The former hedge-fund manager Whitney Tilson has made a recommendation that he says may be the “most shocking” of his career.
Tilson, who helped uncover fraud at the flooring firm Lumber Liquidators, now says the stock is a “buy.” He points to a discussion he had with former CEO Rob Lynch back in 2015 as the reason for his “rare reversal.”
At the time, Tilson was short the stock based on his belief that management knew the flooring it bought from China was toxic, but didn’t care because they just wanted to buy the product at the lowest price possible. He believed that was the reason why Lumber Liquidators’ operating margin doubled during the first 18 months that Lynch was CEO.
But Lynch told him that wasn’t the case, and that the middle man in China was taking an extra six percentage points from the company.
“You see, Whitney, one thing you really got wrong in your analysis is that this is a 6% operating margin business,” Lynch said. “Run properly, it’s really double that.”
That’s when Tilson knew he had to close out his short bet, locking in a $US4 million profit.
“In the past week, I’ve received information (I can’t reveal the details at this point) which leads me to believe that it’s likely that senior management of Lumber Liquidators: 1) Wasn’t aware that the company was selling Chinese-made laminate that had high (non-CARB2-compliant) levels of formaldehyde; and 2) Made the decision to continue selling the product even after the 60 Minutes story aired in large part because they genuinely believed that the product was safe and compliant,” Tilson said in a Seeking Alpha blog post.
“If this information is correct, then the company was sloppy and naïve, but not evil.”

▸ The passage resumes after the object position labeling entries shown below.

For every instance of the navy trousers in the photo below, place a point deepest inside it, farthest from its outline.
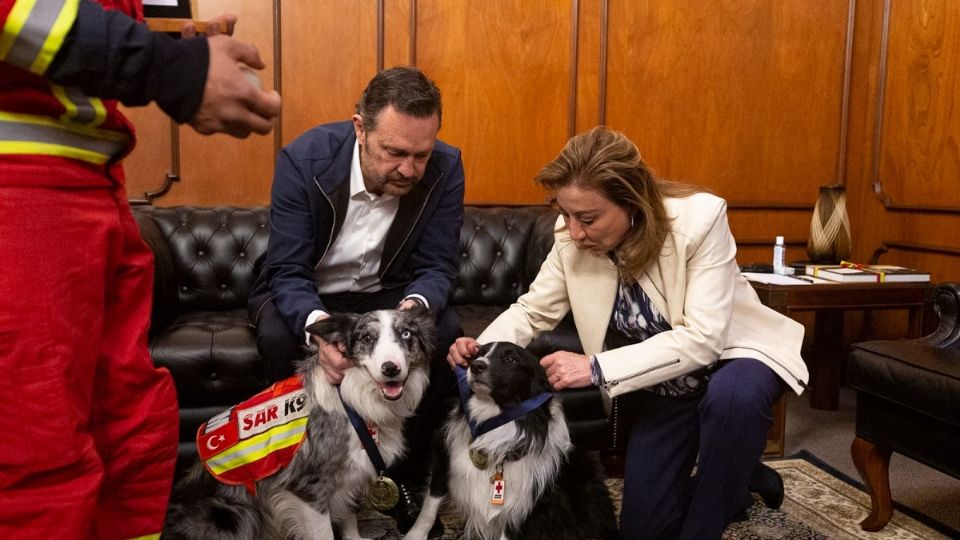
(281, 347)
(722, 432)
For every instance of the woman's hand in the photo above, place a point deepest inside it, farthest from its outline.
(566, 369)
(462, 351)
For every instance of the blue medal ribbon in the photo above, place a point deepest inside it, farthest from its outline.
(507, 416)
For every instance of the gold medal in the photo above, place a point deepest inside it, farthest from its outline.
(479, 458)
(383, 493)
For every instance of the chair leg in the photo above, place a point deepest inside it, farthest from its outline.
(873, 464)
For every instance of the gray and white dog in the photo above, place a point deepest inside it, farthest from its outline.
(323, 485)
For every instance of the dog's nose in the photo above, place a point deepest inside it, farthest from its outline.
(389, 369)
(479, 365)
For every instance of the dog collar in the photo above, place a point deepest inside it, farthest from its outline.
(253, 440)
(509, 415)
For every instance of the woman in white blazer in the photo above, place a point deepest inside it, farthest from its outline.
(648, 269)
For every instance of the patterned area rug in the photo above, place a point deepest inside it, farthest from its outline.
(819, 504)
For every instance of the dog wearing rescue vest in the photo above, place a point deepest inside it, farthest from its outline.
(295, 460)
(505, 459)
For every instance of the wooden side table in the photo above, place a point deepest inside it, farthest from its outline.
(829, 302)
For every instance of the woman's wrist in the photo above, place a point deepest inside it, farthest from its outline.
(596, 372)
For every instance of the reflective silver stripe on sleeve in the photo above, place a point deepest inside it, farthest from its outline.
(28, 132)
(26, 48)
(84, 113)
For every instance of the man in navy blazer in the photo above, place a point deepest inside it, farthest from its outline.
(365, 215)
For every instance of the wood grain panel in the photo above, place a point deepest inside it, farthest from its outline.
(503, 68)
(399, 33)
(329, 52)
(148, 165)
(590, 55)
(919, 160)
(741, 96)
(220, 169)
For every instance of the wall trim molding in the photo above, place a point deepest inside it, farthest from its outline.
(574, 68)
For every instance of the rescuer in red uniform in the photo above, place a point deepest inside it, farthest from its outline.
(88, 426)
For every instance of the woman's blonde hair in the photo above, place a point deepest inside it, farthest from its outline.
(607, 161)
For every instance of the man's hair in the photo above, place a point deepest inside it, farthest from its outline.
(406, 88)
(607, 161)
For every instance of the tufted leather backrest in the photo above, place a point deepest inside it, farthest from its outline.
(498, 254)
(210, 253)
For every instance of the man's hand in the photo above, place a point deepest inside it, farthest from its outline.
(231, 103)
(462, 350)
(566, 369)
(331, 359)
(409, 303)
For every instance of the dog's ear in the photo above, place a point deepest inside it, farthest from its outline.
(335, 328)
(539, 383)
(426, 328)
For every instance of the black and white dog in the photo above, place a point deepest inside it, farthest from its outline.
(323, 484)
(506, 460)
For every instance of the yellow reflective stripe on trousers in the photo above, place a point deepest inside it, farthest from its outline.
(26, 134)
(34, 32)
(80, 108)
(257, 447)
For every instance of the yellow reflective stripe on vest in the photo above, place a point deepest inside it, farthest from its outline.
(27, 134)
(34, 32)
(80, 108)
(255, 448)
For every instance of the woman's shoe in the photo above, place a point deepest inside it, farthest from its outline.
(767, 483)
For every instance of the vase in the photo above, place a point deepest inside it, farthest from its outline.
(829, 241)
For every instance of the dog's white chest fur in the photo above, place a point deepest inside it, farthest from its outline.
(524, 478)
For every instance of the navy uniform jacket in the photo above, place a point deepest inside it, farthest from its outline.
(311, 189)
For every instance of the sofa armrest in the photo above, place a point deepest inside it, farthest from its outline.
(946, 303)
(165, 297)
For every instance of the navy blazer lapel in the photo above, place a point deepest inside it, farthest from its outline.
(411, 206)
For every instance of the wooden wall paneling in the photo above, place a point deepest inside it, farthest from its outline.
(743, 97)
(400, 33)
(504, 70)
(147, 167)
(890, 209)
(918, 157)
(329, 50)
(590, 33)
(219, 169)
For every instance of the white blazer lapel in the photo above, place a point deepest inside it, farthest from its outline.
(592, 288)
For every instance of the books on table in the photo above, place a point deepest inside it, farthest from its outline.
(867, 273)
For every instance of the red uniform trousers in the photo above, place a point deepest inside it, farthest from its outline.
(88, 425)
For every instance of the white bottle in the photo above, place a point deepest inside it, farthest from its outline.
(779, 252)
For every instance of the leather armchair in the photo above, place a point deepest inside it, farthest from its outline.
(204, 262)
(908, 401)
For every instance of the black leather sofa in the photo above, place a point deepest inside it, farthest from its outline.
(204, 261)
(908, 402)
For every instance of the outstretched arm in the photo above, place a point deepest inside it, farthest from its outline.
(107, 54)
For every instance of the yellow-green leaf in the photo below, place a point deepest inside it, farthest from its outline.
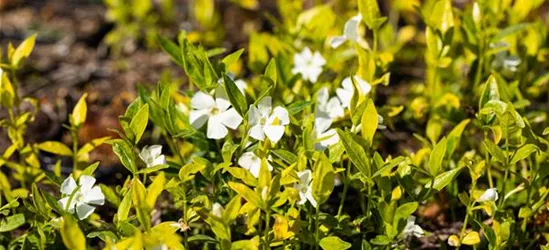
(436, 157)
(471, 238)
(155, 189)
(139, 122)
(334, 243)
(323, 179)
(79, 112)
(55, 147)
(369, 121)
(247, 193)
(23, 50)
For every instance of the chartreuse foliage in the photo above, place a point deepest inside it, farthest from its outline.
(317, 146)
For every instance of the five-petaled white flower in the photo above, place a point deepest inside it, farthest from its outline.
(266, 121)
(346, 93)
(251, 162)
(309, 65)
(305, 188)
(214, 111)
(411, 229)
(152, 155)
(490, 194)
(80, 197)
(350, 33)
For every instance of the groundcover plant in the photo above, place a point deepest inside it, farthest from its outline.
(286, 143)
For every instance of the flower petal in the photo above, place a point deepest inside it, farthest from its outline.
(230, 118)
(221, 99)
(216, 129)
(68, 185)
(84, 210)
(310, 197)
(337, 41)
(257, 132)
(198, 118)
(282, 115)
(94, 196)
(63, 203)
(265, 106)
(86, 183)
(304, 177)
(202, 100)
(274, 132)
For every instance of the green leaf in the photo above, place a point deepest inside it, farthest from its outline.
(404, 211)
(155, 189)
(369, 121)
(509, 31)
(125, 153)
(72, 236)
(90, 169)
(248, 194)
(172, 49)
(285, 155)
(323, 179)
(238, 100)
(355, 152)
(271, 71)
(186, 172)
(23, 50)
(139, 122)
(490, 92)
(334, 243)
(495, 151)
(12, 222)
(442, 180)
(298, 106)
(55, 147)
(78, 116)
(370, 13)
(523, 152)
(437, 156)
(232, 58)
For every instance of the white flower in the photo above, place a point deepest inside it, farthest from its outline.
(152, 155)
(305, 188)
(80, 197)
(267, 121)
(490, 194)
(411, 229)
(346, 93)
(309, 65)
(217, 210)
(251, 162)
(216, 112)
(350, 33)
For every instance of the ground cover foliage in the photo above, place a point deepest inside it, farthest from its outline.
(285, 143)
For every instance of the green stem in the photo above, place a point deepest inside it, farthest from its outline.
(267, 229)
(317, 226)
(345, 189)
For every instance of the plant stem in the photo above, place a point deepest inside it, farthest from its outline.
(346, 183)
(317, 226)
(267, 229)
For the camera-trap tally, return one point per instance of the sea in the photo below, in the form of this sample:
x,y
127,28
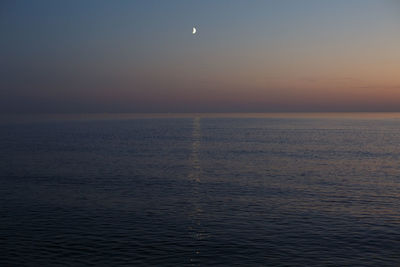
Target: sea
x,y
200,189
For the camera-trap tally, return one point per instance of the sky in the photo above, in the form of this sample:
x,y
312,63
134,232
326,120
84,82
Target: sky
x,y
247,56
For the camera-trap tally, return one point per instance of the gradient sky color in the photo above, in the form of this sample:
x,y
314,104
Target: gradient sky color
x,y
247,56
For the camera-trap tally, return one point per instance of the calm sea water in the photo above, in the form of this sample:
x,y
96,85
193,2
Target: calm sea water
x,y
264,191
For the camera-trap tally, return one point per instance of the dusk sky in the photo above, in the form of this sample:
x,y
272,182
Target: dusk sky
x,y
247,56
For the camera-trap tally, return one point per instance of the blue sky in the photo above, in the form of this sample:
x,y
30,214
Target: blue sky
x,y
140,56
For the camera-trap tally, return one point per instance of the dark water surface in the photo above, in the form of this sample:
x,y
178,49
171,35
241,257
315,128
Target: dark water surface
x,y
200,191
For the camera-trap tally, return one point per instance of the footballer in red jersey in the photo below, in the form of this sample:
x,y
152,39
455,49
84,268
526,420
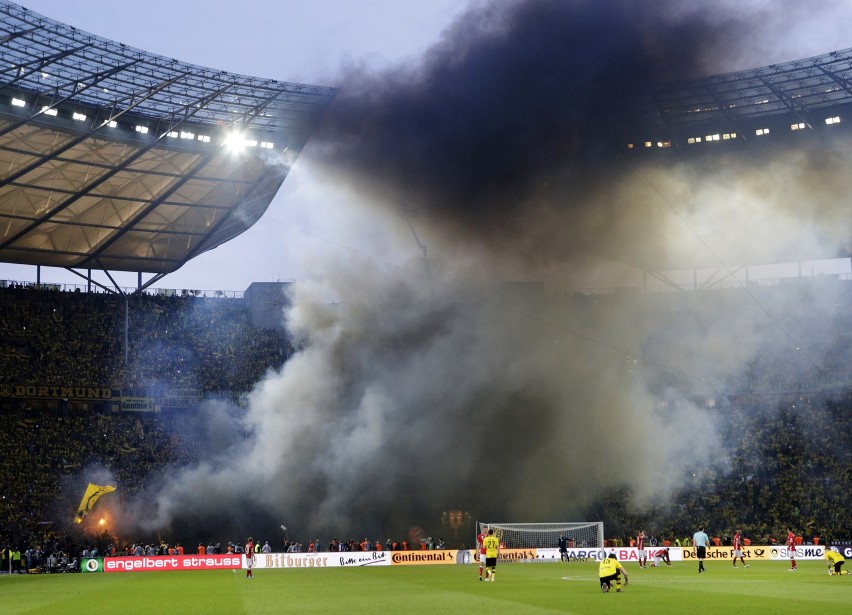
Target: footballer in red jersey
x,y
640,548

Over the next two years the stock rallied by more than 200% to more than $US40 a share, which would have resulted in a $US7 million loss, according to Tilson.
Flash forward to Wednesday, and in the debut report put out by his new research firm Empire Financial Research, Tilson says for only the fifth time in his career he is going long a stock that he previously recommended to short. The other cases were Fairfax Financial, General Growth Properties, Wells Fargo, and Netflix – all of which led to big gains.

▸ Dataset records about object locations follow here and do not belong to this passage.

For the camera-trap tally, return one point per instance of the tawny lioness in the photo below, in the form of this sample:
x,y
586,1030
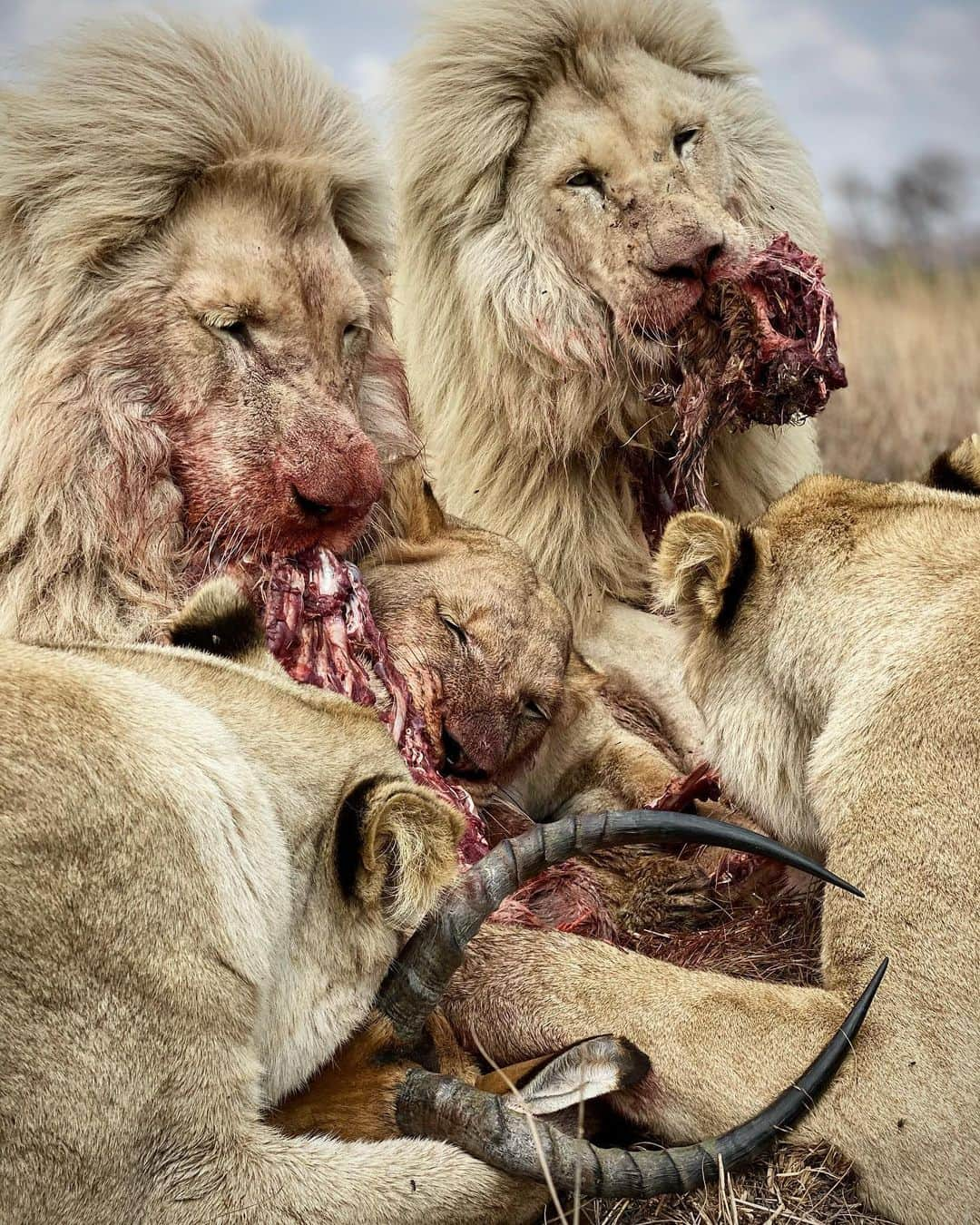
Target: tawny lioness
x,y
833,651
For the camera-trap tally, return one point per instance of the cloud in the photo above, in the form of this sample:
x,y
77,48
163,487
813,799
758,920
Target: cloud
x,y
369,76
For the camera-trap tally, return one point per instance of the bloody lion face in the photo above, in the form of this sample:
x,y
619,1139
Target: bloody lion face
x,y
262,339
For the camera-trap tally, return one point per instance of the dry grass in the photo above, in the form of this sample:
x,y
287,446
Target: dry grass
x,y
912,346
910,342
795,1189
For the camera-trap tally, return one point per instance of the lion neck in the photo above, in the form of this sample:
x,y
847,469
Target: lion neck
x,y
550,454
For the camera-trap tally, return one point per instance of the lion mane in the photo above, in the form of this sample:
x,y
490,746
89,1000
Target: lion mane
x,y
528,419
101,141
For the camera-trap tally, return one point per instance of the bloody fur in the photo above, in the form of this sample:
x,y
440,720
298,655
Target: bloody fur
x,y
318,625
761,349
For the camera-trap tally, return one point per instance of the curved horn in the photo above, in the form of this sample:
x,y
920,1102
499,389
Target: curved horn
x,y
497,1130
419,976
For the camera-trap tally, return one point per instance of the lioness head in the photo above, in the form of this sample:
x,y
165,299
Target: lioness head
x,y
483,642
626,169
822,597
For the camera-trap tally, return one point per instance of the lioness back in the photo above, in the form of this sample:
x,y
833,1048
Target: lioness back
x,y
107,899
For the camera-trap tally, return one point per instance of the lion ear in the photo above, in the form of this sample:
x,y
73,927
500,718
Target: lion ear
x,y
396,849
220,619
424,517
706,564
958,469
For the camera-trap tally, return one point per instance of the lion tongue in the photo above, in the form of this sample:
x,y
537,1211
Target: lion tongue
x,y
318,625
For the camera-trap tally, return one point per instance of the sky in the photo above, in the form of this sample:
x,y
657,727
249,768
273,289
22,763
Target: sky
x,y
867,84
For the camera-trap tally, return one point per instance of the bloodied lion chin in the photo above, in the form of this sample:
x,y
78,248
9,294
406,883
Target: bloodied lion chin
x,y
655,318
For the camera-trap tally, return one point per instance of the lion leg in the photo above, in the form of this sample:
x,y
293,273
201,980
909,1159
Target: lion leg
x,y
720,1047
269,1179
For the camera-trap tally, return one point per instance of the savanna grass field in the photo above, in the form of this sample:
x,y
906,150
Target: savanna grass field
x,y
910,339
414,324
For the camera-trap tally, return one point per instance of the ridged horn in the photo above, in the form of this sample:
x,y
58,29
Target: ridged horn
x,y
496,1130
419,976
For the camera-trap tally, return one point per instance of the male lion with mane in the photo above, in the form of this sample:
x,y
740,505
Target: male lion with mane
x,y
570,172
198,364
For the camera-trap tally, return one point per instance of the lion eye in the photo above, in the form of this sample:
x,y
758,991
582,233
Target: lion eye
x,y
234,328
456,630
584,179
353,332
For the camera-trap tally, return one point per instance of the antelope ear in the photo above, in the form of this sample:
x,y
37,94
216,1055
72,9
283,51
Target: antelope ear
x,y
220,620
588,1070
406,849
706,563
958,469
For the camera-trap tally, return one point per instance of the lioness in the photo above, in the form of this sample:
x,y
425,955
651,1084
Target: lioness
x,y
833,651
205,871
485,646
198,364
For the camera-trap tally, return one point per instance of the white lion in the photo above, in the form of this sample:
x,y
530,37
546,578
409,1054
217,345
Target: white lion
x,y
567,172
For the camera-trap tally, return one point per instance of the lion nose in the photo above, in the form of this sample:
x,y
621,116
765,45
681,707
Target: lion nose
x,y
693,263
331,514
333,478
471,750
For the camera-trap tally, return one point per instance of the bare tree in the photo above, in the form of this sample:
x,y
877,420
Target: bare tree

“My recommendation to buy Lumber Liquidators may well be the most shocking stock pick of my career, given that I’m largely responsible for taking the company down,” Tilson wrote. “But in doing so, I got to know the company well.”

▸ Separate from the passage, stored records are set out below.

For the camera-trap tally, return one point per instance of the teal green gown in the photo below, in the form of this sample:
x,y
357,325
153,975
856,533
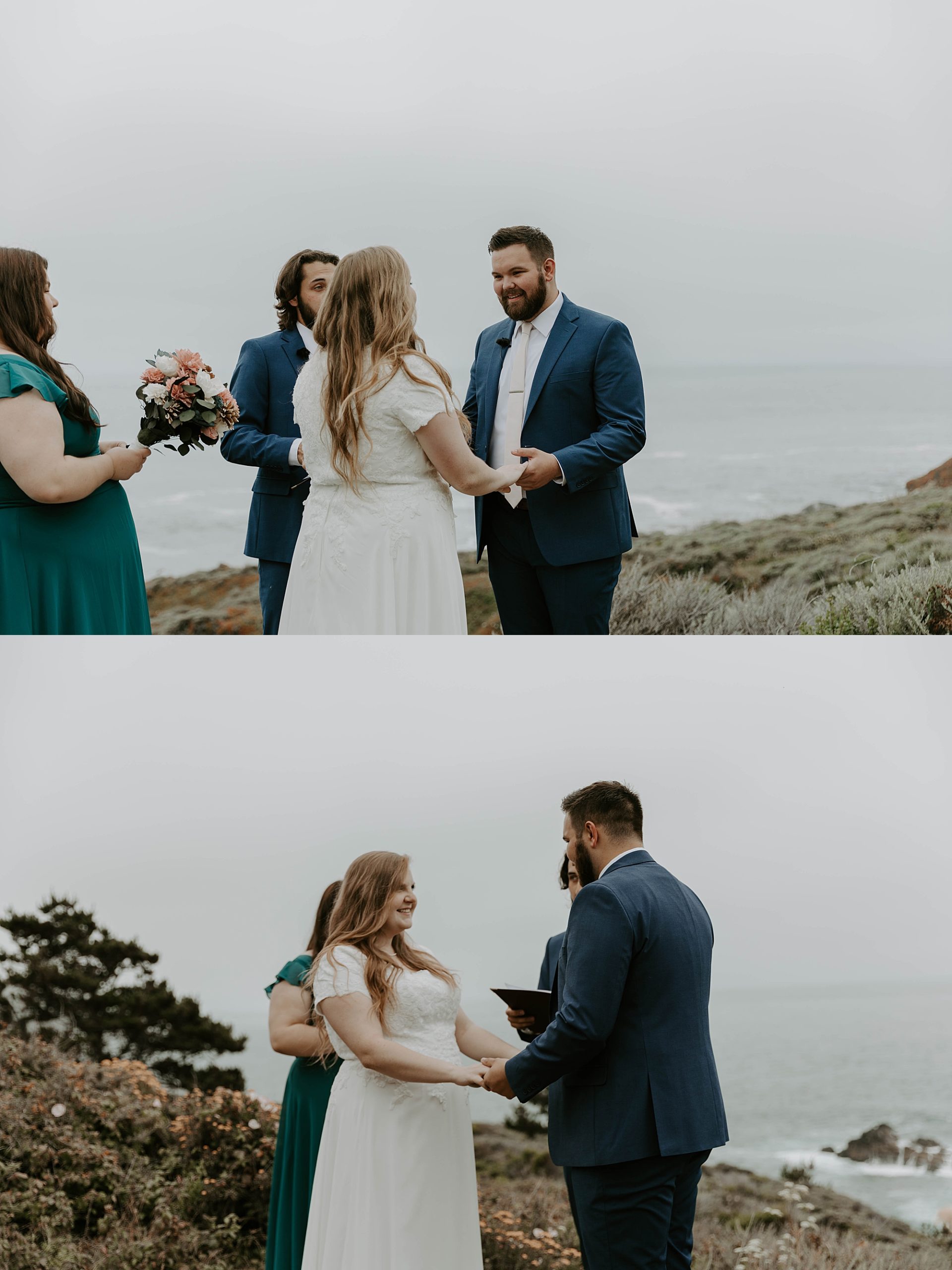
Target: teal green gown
x,y
66,568
296,1150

He says Lumber Liquidators is a buy for a number of reasons:
- The executives responsible for the scandal have left the company.
- Lumber Liquidators recently settled its remaining lawsuits related to the scandal.
- It has a great business.
- He sees margins tripling over the next three years.
Tilson says the company’s share price, which is now near $US11, is out of whack with the fundamentals. He notes that operating margins were only 1.9% in 2018 because of the high legal costs related to the scandal. Now that the scandal is in the rear-view mirror, Tilson says operating margins could reach 6% over the next two years, causing shares to double or even triple.
“The following graphic explains why earnings should more than triple to $US1.74 in the next couple of years, due to reductions in other costs and salaries, partly offset by increased advertising expenses and a smidge of taxes,” Tilson wrote (Note that due to losses since 2014, the company won’t pay full taxes for a while.) “Multiply 15 times earnings by $US1.74 and you get a $US26 stock, almost two and a half times today’s level.”
While Tilson is bullish on the stock, he’s still aware there are some risks. Mainly, he sees the company’s debt level climbing from $US65 million to $US90 million over the next year due to settlements relating to the scandal.
“If I’m right and management can execute, then margins should at a minimum revert to the low end of historical levels, which should lead to the stock doubling – or more – over the next two years,” Tilson concluded. He recommends the position not commanding more than 3% to 5% of a portfolio.